Veranschaulichen lässt sich das beispielsweise an Störungsgründen: Verspätet sich ein Zug zehn Minuten, weil er auf Anschlussreisende wartet, ist das eine Verspätung aus verkehrlichen Gründen. Verspätet er sich zehn Minuten, weil die Lokführerin wegen eines Softwareproblems die Lok neu starten muss, ist der Grund betrieblich. Verspätet sich der Zug, weil zunächst die Ausfahrt eines anderen Zuges abgewartet werden muss, muss man wieder differenzieren: Abwarten, weil Weichenverbindungen und Fahrstraßenlogik des Stellwerks dies erzwingen - betrieblich; Abwarten, weil der andere Zug höher priorisiert ist und daher trotz Verspätung vor dem anderen Zug auf die Strecke soll, um nicht noch mehr Verspätungsminuten einzusammeln - verkehrlich.

Die Unterscheidung ist unter anderem deswegen bedeutsam, weil sie klar zeigt, dass alles, was sicherheitsrelevant ist, auf der Betriebsebene liegt (dies gilt wohlgemerkt nicht in allen Eisenbahnsystemen aller Länder!). Das System der Stellwerke und Signale beispielsweise, mit denen betrieblich gesichert wird, dass Züge nicht kollidieren oder entgleisen, ganz gleich wann und wo sie fahren, ist getrennt von dem System der Fahrpläne und Abfertigungen, mit denen verkehrlich geregelt ist, wo und wann Züge fahren sollen. In den Betriebszentralen gibt es daher auch unterschiedliche Arbeitsplätze für die Fahrdienstleiter, die sich um den sicheren Betrieb kümmern, und den Disponenten, die zum Beispiel darüber entscheiden, wann Züge aus Verkehrsgründen außerplanmäßig überholen, warten oder ausfallen. Die Trennung lässt sich auch zumindest in Teilaspekten darin ausmachen, dass der Fahrplan auf dem Führerstand eines Zuges grundsätzlich aus zwei Teilen besteht: einem Heft mit den Betriebsdaten der Strecke (vor allem den zulässigen Geschwindigkeiten) und einem Heft mit den einzuhaltenden Fahrzeiten. (Letzteres enthält allerdings auch technische Daten des Zuges und damit auch betriebliche Angaben, daher die Rede von Teilaspekten.)

Zum Betrieb gehört auch, dass bestimmtes Rollmaterial, also Triebzüge oder Zusammenstellungen von Loks und Wagen, bestimmte Zugverbindungen in bestimmten Reihenfolgen hintereinander realisiert, dass das Material also in bestimmter Weise umläuft.

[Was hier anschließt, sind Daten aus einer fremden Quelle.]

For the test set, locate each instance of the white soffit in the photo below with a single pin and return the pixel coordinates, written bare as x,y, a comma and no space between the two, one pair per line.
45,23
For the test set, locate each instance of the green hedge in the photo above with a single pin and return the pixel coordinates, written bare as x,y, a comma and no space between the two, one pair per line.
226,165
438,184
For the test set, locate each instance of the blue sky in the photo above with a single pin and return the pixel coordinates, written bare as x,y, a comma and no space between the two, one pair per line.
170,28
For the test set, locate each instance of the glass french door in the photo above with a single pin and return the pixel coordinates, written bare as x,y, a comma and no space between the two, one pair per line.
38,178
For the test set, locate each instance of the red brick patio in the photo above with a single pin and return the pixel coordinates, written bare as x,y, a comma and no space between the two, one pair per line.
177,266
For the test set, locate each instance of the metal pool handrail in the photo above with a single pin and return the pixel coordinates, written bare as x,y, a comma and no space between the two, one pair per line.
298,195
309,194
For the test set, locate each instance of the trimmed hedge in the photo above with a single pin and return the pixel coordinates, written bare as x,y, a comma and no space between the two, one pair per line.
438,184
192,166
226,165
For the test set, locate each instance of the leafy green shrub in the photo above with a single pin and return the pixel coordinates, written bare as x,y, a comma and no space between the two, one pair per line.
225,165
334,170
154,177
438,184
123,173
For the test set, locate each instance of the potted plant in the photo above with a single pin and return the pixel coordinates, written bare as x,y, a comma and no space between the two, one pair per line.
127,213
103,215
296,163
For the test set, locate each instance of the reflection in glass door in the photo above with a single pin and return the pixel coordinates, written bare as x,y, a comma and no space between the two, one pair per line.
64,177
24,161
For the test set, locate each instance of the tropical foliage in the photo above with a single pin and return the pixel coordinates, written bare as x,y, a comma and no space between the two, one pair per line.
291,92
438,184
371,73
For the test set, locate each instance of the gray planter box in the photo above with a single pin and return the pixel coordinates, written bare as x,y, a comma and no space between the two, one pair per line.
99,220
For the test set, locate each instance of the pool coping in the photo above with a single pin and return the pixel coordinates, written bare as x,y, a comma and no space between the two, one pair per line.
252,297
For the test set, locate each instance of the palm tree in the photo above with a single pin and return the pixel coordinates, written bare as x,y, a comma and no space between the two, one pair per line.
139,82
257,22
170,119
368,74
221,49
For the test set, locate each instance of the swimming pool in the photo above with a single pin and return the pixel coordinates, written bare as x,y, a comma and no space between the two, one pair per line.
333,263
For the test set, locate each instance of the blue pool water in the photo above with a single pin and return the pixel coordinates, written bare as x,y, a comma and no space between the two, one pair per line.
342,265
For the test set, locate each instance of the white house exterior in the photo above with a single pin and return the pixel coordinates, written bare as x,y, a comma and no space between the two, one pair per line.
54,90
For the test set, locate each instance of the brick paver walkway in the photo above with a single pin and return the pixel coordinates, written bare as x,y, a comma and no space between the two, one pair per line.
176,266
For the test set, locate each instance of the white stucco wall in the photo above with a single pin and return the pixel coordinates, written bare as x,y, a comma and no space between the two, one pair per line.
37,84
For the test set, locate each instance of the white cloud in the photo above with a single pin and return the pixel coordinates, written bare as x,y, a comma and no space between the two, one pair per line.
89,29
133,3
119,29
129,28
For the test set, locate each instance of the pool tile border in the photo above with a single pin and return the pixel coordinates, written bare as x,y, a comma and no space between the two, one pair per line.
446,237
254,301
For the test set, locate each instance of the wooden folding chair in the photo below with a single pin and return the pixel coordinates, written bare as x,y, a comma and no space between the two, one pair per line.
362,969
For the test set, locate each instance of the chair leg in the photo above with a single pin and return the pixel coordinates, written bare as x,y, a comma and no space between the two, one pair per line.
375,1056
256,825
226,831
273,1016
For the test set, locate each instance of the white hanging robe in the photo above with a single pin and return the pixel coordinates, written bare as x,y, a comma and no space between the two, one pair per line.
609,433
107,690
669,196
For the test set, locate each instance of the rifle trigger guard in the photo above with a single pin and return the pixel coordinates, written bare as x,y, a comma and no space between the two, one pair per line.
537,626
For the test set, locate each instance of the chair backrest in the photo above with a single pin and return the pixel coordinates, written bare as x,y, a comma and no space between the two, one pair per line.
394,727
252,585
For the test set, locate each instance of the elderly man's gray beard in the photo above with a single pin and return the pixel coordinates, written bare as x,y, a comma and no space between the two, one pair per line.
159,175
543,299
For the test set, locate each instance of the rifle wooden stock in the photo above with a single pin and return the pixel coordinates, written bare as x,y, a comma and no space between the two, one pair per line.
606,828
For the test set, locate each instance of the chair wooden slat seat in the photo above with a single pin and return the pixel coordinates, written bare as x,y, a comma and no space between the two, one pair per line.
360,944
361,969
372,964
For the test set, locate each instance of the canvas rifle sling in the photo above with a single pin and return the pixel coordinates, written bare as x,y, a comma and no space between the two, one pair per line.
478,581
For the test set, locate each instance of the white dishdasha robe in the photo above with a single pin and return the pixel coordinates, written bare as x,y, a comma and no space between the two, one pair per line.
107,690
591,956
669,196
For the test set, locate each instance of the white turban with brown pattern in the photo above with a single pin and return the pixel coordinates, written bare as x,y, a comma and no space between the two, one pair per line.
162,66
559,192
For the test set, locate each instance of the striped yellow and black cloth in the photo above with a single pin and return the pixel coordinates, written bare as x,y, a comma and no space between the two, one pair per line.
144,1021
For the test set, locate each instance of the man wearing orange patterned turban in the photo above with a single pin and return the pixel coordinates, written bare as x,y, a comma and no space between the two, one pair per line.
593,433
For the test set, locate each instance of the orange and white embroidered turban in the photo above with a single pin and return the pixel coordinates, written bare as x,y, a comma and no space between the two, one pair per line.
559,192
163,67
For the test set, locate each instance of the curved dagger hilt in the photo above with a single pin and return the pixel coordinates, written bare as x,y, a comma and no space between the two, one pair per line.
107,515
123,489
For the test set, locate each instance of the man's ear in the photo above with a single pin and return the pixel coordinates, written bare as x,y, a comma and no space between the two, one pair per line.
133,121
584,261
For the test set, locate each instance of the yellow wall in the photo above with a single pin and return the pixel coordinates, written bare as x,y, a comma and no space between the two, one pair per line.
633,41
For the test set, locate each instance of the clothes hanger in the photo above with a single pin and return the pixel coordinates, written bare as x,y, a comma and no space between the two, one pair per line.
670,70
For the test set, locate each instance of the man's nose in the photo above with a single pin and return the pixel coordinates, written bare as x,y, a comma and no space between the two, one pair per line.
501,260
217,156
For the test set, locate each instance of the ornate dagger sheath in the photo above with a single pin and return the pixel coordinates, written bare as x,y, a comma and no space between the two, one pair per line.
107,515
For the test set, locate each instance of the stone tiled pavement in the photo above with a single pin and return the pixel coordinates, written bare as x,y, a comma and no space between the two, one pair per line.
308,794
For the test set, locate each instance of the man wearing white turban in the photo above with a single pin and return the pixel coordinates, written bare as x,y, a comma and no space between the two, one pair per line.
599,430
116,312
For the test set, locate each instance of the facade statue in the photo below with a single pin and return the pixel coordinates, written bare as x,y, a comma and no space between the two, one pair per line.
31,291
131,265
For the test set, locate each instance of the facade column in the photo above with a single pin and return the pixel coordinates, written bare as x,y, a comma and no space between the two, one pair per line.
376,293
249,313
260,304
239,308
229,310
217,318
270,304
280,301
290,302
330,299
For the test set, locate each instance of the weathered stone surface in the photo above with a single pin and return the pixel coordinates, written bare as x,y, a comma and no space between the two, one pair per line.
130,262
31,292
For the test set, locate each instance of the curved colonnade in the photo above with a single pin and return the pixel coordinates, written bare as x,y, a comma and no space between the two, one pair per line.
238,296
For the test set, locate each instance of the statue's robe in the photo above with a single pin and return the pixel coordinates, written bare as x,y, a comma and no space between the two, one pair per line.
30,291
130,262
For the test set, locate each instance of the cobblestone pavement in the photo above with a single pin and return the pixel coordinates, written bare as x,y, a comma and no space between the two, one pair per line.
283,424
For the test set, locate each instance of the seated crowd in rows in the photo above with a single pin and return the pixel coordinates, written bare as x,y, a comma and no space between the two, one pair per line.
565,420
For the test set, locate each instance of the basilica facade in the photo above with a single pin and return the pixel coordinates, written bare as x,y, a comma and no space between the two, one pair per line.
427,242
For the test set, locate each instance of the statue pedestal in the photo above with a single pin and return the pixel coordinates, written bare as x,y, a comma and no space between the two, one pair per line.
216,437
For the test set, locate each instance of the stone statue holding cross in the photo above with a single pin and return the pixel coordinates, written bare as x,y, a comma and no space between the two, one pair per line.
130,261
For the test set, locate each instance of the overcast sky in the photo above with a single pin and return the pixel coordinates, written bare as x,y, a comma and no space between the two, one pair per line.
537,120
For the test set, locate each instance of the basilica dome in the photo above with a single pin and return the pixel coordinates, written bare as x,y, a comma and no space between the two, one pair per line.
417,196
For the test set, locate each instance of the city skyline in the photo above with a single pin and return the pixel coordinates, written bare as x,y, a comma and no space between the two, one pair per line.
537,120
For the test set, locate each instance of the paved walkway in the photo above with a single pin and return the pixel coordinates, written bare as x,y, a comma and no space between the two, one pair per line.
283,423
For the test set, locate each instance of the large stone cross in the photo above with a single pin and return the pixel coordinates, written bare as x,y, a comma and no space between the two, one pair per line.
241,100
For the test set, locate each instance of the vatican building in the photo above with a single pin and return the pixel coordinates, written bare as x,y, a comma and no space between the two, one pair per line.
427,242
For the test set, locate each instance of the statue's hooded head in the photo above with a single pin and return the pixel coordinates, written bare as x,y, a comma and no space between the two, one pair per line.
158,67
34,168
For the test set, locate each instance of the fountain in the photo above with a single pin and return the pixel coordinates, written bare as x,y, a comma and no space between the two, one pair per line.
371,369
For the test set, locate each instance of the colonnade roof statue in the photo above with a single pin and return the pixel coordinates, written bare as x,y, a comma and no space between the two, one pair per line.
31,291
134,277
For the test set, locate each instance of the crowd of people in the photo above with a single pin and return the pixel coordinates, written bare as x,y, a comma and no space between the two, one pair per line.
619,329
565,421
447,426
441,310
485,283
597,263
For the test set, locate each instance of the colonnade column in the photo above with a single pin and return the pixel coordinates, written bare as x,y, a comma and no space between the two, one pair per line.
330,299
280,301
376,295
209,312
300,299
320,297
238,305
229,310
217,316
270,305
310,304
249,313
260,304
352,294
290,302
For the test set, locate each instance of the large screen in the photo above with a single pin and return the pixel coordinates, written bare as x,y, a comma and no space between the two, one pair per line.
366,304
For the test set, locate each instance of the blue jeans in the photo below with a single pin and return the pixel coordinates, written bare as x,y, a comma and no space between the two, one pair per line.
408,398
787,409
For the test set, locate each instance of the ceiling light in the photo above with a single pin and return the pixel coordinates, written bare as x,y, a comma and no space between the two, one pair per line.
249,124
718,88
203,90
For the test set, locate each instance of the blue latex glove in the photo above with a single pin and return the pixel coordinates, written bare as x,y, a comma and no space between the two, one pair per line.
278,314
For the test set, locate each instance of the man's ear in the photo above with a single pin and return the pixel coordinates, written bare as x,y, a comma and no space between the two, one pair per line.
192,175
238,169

Diese in speziellen Umlaufplänen geregelten Abfolgen berücksichtigen auch, dass zu Beginn eines Umlaufs der Zug erst einmal vom Abstellgleis oder der Werkstatt zur ersten Abfahrts-Zugangsstelle fahren und er am Ende des Umlaufs genauso wieder aufs Abstellgleis oder in die Werkstatt fahren muss; da diese Fahrten keinen verkehrlichen Nutzen haben, heißen sie konsequent auch Betriebsfahrten.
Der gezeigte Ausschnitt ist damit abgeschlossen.